Now, with Citizens United, the Supreme Court has finally declared that “enough is enough.” The court didn’t just remove the limits to what wealthy individuals or corporations could contribute to independent wink-wink front groups. The five-member majority also invited constitutional challenges to limits on direct contributions to campaigns or political parties and to those silly requirements that the source of every contribution be disclosed in a timely manner.

This is a great victory for those of us who believe in free markets and support the sacred constitutional principle that corporations are people and that money is speech. With the legal and political momentum now working in our favor, we must take this campaign to the next level.

After all, no matter how many billions of dollars we might invest in campaigns or independent wink-wink front groups, all we can really do is influence the outcome of campaigns. Given the risks associated with the performance of the candidates, however, we can never truly be certain of the electoral outcomes. And as you all know, what the markets and businesses hate most is uncertainty.

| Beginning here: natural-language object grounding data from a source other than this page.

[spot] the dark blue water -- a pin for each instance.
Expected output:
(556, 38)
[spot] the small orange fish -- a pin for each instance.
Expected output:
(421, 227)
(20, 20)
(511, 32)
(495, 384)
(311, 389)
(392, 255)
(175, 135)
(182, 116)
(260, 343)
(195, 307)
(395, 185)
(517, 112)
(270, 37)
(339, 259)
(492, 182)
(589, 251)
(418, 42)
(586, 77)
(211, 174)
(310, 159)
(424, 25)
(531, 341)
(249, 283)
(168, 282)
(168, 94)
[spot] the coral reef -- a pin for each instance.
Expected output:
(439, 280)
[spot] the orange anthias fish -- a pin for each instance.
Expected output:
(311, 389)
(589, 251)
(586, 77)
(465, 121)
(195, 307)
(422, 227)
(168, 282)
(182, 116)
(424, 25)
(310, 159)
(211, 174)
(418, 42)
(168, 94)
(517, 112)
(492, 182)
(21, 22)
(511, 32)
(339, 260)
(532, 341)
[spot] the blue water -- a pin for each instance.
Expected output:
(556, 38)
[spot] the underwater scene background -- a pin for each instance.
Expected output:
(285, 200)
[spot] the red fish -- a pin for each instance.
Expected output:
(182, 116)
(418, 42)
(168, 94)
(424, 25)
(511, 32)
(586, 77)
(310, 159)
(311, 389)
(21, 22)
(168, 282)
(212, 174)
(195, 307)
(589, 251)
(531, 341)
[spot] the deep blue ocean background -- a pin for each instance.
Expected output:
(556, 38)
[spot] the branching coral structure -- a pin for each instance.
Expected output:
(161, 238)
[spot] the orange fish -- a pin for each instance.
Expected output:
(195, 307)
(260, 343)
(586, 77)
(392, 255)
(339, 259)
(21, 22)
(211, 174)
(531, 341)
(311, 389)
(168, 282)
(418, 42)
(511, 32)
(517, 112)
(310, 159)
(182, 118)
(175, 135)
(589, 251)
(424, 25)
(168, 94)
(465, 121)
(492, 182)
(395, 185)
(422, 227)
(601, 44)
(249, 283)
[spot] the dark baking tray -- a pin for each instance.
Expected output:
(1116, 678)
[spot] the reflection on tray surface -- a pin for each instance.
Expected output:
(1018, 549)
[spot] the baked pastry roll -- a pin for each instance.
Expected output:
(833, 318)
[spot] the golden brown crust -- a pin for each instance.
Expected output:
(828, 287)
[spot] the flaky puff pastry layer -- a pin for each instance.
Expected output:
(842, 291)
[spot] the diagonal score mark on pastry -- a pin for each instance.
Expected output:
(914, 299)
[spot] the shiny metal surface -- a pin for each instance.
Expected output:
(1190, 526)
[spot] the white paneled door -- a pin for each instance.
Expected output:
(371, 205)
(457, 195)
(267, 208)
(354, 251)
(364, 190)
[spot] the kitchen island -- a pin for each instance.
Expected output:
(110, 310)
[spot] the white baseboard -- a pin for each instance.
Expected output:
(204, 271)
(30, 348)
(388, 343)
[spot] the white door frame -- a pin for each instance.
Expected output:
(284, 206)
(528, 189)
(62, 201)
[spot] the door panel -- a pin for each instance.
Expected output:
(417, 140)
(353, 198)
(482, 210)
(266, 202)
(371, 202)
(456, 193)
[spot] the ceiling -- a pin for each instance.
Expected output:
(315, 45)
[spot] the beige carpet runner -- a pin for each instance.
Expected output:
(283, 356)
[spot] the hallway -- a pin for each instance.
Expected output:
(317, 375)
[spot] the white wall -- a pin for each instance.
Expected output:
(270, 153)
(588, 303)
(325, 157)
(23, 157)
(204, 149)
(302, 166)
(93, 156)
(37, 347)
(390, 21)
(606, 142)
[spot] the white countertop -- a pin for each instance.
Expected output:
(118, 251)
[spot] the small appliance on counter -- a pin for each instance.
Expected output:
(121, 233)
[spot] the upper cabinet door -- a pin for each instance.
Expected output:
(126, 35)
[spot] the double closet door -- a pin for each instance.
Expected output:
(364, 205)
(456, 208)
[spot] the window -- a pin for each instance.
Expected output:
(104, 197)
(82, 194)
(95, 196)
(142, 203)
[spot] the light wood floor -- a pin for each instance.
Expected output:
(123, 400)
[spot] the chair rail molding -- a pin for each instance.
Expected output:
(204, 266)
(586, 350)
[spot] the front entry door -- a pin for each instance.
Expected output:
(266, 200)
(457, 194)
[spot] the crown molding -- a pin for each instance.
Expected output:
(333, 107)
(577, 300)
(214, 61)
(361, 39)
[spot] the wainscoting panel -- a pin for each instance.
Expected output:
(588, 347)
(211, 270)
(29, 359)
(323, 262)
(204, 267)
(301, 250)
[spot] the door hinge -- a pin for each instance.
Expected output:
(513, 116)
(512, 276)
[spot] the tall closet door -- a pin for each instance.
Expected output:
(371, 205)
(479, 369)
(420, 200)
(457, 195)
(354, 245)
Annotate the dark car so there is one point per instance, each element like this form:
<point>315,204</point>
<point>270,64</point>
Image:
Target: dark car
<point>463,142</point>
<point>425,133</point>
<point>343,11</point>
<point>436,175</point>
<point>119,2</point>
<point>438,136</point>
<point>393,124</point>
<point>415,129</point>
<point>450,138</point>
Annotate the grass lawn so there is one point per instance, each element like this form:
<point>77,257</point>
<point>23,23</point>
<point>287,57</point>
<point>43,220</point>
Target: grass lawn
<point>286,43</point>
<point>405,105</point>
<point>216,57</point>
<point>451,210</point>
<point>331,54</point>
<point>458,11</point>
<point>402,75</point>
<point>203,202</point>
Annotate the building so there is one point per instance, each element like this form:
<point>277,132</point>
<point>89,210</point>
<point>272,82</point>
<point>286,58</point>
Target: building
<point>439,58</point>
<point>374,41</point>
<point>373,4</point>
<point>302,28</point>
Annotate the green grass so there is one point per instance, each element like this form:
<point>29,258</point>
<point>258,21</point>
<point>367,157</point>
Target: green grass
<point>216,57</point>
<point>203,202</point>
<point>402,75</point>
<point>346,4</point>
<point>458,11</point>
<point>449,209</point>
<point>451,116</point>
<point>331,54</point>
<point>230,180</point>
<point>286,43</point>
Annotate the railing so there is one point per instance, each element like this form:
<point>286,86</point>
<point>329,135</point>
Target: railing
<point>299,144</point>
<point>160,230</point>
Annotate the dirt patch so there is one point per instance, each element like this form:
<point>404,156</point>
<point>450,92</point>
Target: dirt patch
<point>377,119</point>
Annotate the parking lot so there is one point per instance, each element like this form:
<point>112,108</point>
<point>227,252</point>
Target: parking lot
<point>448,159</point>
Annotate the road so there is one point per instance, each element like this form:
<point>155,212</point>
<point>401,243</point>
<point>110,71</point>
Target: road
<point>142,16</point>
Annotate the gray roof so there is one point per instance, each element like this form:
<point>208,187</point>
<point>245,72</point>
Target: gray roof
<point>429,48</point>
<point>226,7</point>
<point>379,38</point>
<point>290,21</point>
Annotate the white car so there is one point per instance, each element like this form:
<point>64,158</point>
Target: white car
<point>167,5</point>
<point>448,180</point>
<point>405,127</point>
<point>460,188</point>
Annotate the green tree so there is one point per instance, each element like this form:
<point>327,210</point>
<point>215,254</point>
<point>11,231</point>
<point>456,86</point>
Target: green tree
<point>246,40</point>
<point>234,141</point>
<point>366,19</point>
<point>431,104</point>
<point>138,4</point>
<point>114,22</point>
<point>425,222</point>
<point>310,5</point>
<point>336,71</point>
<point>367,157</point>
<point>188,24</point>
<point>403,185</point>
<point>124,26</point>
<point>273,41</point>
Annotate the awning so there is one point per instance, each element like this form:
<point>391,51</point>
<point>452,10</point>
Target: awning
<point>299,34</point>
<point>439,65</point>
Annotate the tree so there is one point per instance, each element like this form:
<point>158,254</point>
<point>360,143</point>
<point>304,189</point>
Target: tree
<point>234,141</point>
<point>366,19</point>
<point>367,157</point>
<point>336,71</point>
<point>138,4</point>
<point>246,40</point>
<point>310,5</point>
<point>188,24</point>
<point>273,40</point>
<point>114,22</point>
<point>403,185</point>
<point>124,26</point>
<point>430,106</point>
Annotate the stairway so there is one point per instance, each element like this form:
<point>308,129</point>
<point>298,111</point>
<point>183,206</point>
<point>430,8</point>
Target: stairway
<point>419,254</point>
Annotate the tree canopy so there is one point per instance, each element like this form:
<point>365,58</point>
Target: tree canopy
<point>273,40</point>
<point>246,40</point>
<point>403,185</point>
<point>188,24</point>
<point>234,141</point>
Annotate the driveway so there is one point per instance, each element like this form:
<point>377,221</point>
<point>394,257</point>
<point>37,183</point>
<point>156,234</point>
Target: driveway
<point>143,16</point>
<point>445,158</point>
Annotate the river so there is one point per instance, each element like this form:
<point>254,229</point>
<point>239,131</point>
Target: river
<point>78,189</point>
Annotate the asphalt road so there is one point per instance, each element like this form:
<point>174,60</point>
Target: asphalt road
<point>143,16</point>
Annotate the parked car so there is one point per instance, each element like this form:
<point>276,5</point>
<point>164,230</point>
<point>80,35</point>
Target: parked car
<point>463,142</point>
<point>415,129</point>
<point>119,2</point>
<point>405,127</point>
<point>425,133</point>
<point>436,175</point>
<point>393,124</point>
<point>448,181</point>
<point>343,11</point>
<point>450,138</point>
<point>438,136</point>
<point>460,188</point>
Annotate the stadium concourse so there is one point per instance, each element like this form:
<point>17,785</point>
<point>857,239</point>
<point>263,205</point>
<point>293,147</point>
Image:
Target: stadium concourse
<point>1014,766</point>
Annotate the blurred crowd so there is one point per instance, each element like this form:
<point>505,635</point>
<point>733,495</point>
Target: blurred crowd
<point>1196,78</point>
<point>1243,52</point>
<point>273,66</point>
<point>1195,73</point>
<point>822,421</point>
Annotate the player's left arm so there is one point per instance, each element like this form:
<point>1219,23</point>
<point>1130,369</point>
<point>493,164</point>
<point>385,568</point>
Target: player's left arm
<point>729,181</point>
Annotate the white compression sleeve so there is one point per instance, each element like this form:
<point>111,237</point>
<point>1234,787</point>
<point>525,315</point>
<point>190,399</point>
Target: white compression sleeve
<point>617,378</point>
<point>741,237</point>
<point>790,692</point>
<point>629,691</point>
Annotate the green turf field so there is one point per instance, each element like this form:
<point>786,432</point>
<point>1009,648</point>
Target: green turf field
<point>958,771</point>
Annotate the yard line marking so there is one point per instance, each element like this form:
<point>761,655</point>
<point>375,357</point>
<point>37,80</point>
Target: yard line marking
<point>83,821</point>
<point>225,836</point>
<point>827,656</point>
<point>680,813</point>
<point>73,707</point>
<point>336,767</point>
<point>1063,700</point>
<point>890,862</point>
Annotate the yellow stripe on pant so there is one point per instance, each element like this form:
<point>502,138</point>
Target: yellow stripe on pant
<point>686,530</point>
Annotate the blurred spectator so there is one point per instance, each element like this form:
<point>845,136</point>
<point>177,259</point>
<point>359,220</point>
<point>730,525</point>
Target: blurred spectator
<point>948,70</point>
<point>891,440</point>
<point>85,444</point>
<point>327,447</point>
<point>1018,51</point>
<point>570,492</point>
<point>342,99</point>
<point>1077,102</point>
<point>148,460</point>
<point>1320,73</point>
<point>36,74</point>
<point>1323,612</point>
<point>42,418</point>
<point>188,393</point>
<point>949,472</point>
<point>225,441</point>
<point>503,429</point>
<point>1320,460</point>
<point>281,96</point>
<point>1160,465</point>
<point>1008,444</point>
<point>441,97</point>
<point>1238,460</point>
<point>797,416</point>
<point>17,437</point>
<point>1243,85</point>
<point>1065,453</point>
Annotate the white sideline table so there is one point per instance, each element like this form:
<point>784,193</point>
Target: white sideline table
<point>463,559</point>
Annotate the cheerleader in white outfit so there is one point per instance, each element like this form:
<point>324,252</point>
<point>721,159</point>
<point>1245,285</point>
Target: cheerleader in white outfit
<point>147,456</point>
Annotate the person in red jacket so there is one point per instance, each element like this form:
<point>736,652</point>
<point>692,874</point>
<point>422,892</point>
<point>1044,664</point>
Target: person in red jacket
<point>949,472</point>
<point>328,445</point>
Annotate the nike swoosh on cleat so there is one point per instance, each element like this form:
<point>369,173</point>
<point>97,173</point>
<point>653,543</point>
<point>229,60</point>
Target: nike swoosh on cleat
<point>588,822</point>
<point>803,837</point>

So, I propose that we finally give up the charade that we are not “buying” elections and, in fact, do exactly that — mount an all-out political and legal challenge to laws preventing us from buying votes directly.

As you know, bribing voters is an honored tradition in this country, dating to the early days of the Republic. From the Federalist Papers it’s clear that the practice was known to the Framers; if they had found it incompatible with democracy they surely would have banned it in the constitution. Significantly, they did not — nor did they include the regulation of vote-buying in their enumeration of the powers vested in Congress. Therefore, we would be on solid constitutional grounds in trying to establish a property right of all citizens to vote in federal elections — a right that, like all other property rights, can be sold on the free market.